The new dance category, the Prairie Chicken, is a popular dance category Old Bull hopes will be a positive change to the celebration.
In addition, the celebration will host its second-annual Powwow Trail 5K, 10K and walk in partnership with Tribal Health’s diabetes program and the Arlee girls volleyball team.
“It’s to promote healthiness,” Parade Coordinator June Rae McDonald said. “We want to have people come back, and not just because they’re powwowing, but because they’re happy and healthy. That’s the goal of it: healthy fun.”
Also in its second year at the celebration is the Evening Ride Parade at 8 p.m. on the Fourth of July, “to kind of wind down the day and make sure that we have enough time to do it right,” McDonald said.
McDonald said the Evening Ride Parade was traditionally about courting and having fun. The men would ride around camp on horseback as the women watched and, when a single girl found a man she liked, she would step on the man’s foot and get on his horse.
“It was mainly for the single ladies for them to show that they like that gentleman,” McDonald said. “But the married ladies could also do it to tease their husbands, just having fun. I wish we had done it a lot more growing up, to tell you the truth.
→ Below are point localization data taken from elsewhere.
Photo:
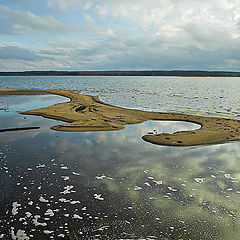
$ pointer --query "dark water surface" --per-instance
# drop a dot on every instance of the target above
(112, 185)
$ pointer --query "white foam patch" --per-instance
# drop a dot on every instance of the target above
(199, 180)
(137, 188)
(41, 166)
(42, 199)
(64, 167)
(36, 223)
(49, 213)
(48, 231)
(147, 184)
(61, 235)
(65, 178)
(67, 189)
(15, 206)
(98, 197)
(158, 182)
(172, 189)
(76, 216)
(100, 177)
(75, 202)
(20, 235)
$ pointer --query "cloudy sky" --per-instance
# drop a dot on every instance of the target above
(119, 34)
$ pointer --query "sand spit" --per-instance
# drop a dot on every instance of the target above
(88, 113)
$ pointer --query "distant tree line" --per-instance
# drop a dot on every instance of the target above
(179, 73)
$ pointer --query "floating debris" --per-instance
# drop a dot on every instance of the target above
(98, 197)
(199, 180)
(42, 199)
(76, 216)
(20, 235)
(65, 178)
(36, 223)
(137, 188)
(49, 213)
(101, 177)
(15, 206)
(67, 189)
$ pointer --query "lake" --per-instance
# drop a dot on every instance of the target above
(113, 185)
“It’s really a beautiful thing to watch. I guess you can imagine back in the day what it was for, and now it’s just really beautiful to watch with the sunset and the shadows and the contrast ... it’s just really cool.”
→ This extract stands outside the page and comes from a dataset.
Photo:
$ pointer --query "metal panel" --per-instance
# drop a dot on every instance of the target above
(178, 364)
On the Fourth of July, Old Bull said most of the dances which are specific to the Salish, Kootenai and Pend d’Oreille tribes will be performed in what Old Bull called, “Old Style Day.”
“We’ve been doing (old style day) for quite a long time since I’ve been on the committee. It’s just a day when we’re trying to promote our cultural heritage,” Old Bull said. “We just want to make sure that we encourage our people to continue to practice our cultural ways. We’re trying to show people that there’s still something significant about our tribe.”
Old Bull and McDonald both said that powwows are everywhere, and it’s easy for a celebration to become uniformed with other tribal dances and practices over time. Old Style Day is an effort to retain the cultural heritage that makes the Arlee Celebration unique.
“The Powwow is sort of an inter-tribal phenomenon,” Old Bull said. “Dances that are specific to our tribe, they don’t happen very often. What we’re trying to do is keep those dances going so every year we take one day to reenact some of those things.”
And as beautiful as the celebration is, Old Bull said it doesn’t come cheap. Last year’s event cost around $104,000, with less than half coming from the CSKT. Committee members raised the rest through raffles, silent auctions and vendor spots and advertisements.
This year, in an effort to raise additional funds, the committee is raffling off a 2007 Kawasaki Brute Force 650 4X4i V-twin four-wheeler. The four-wheeler has low miles and low hours and includes a tow package and Warn winch. Tickets are $10 and all funds raised will go toward competition dancing payouts and general operating funds. Those interested in purchasing tickets are encouraged to call June Rae
McDonald at (406) 890-5785, Salisha Old Bull at (406) 370-3634, Vi Trahan at (406) 546-3748, or Clara Charlo at (406) 531-3689.
The celebration committee is also asking local businesses and individuals interested in donating to the silent auction to send items to P.O. Box 4, St. Ignatius, Montana 59865.
“Anything is welcome and anything helps,” McDonald said. “There’s a lot of work that goes into this. My family does this every year for nothing — no money, no reward. It’s just because it’s a part of our being and how we are raised, but it’s totally worth it. It keeps me grounded and it keeps me involved in Arlee.
“I don’t need to be paid, I need to be down at the powwow grounds. That’s it.”